La mia esistenza d'acquario non nasce come spettacolo dal vivo, bensì come opera da fruire esclusivamente in diretta Zoom. Quindi se non vi è compresenza fisica, vi è contemporaneità. Il mezzo è giustificato dalla narrazione, che vede un personaggio femminile vivere in uno stato solipsistico di isolamento. Si tratta di una sorta di romanzo di formazione femminile, surreale e inquietante, dove lo sguardo maschile diventa voyeuristico, come lo sarà quello degli spettatori. Lydia Giordano, attrice alla sua prima esperienza di regia, mi ha proposto questo progetto dove andremo a sperimentare un percorso nuovo, con diciassette interpreti del panorama nazionale, tutte protagoniste. Gli spettacoli di cui era previsto il debutto questa estate, saranno presentati in forma di studio in digitale, al termine di una decina di giorni di lavoro. Il debutto slitterà al 2021, quando tutti saremo, si spera, più sereni.

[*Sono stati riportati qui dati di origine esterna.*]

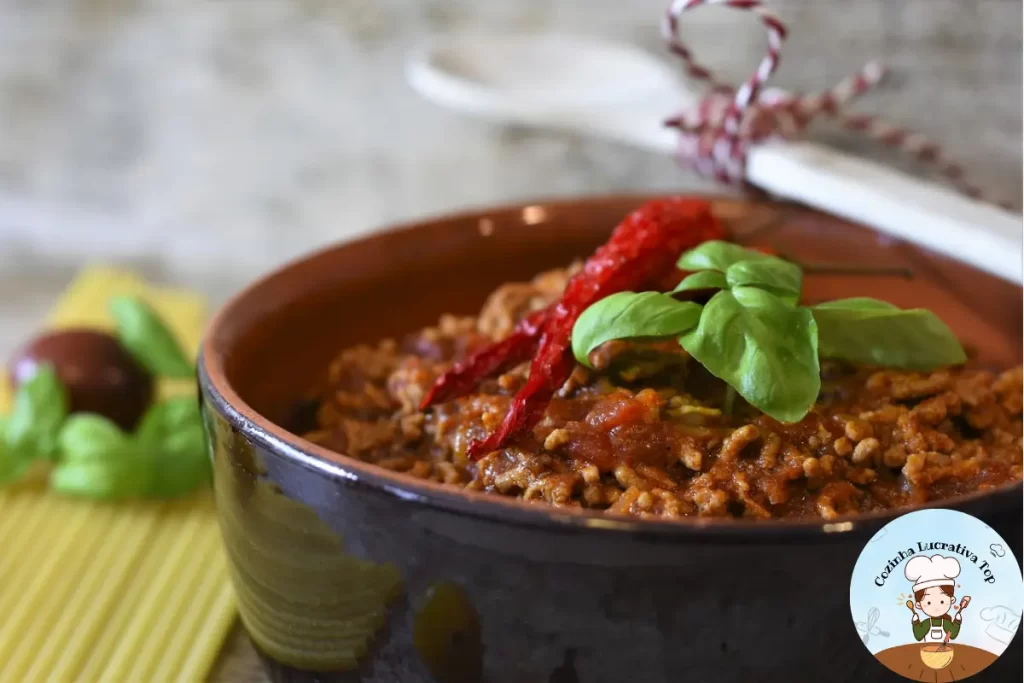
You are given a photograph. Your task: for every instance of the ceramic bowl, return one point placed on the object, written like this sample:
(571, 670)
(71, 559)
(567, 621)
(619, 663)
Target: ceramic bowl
(345, 571)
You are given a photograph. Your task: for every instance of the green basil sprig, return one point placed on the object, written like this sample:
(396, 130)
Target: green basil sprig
(93, 457)
(29, 433)
(165, 457)
(147, 339)
(754, 336)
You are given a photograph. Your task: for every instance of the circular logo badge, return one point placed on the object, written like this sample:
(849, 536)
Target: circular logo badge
(937, 595)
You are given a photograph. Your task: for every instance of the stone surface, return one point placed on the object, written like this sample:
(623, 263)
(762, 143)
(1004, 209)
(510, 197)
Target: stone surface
(205, 141)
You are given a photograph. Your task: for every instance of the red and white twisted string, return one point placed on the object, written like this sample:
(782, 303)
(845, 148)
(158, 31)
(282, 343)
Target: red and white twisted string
(716, 135)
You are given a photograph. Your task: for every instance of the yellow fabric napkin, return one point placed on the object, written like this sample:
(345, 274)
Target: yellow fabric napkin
(104, 592)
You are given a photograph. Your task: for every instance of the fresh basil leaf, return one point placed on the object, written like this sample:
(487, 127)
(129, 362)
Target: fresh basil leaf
(718, 255)
(628, 315)
(774, 274)
(871, 332)
(761, 346)
(173, 436)
(856, 303)
(148, 340)
(165, 418)
(705, 280)
(40, 408)
(87, 437)
(12, 464)
(182, 466)
(124, 477)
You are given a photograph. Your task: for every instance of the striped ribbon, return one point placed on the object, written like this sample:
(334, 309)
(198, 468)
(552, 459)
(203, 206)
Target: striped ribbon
(716, 135)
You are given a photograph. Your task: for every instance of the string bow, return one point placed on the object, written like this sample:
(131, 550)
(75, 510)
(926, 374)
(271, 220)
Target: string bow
(717, 134)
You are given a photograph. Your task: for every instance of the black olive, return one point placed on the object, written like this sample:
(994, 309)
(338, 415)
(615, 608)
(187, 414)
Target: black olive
(99, 374)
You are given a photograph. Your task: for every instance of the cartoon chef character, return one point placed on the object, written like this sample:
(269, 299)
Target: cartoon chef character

In alcune messe in scena, la presenza di attori  giovanissimi provenienti dalla scuola del Teatro Stabile: volete formare una nuova generazione di artisti?

La scuola del TSC è stata chiusa dal commissariamento, perché non più sostenibile dal bilancio, gravato da milioni di euro di debito. Credo che ci siano in Italia ottime scuole di teatro professionali. Quello che manca sono le opportunità di lavoro: il mercato non è in grado di assorbire il numero di artisti presenti sul territorio. Più che formare una nuova generazione di interpreti, vogliamo coinvolgere i giovani e capire se percorrere insieme una strada di creazione e innovazione.

Come è stato lavorare nel rispetto delle normative vigenti, con il distanziamento fisico?

I registi Vetrano e Randisi hanno lavorato con estrema cura e intelligenza, progettando lo spettacolo con il distanziamento; cosa alquanto difficile con nove attori in scena, che, però, fin da subito, l’hanno colta come sfida espressiva. Credo che noteremo il distanziamento solo per le potenzialità poetiche che esprimerà.

In agosto riceverà il premio Enriquez per la regia di Antigone, che ha portato in tour per tutto lo Stivale. Cosa vuol dire ricevere un premio così prestigioso?

Sono molto fiera di questo importante premio che arriva in occasione della  prima regia realizzata a Catania: lo dedico agli attori e ai lavoratori dello spettacolo che mi hanno accompagnata in questa bella avventura.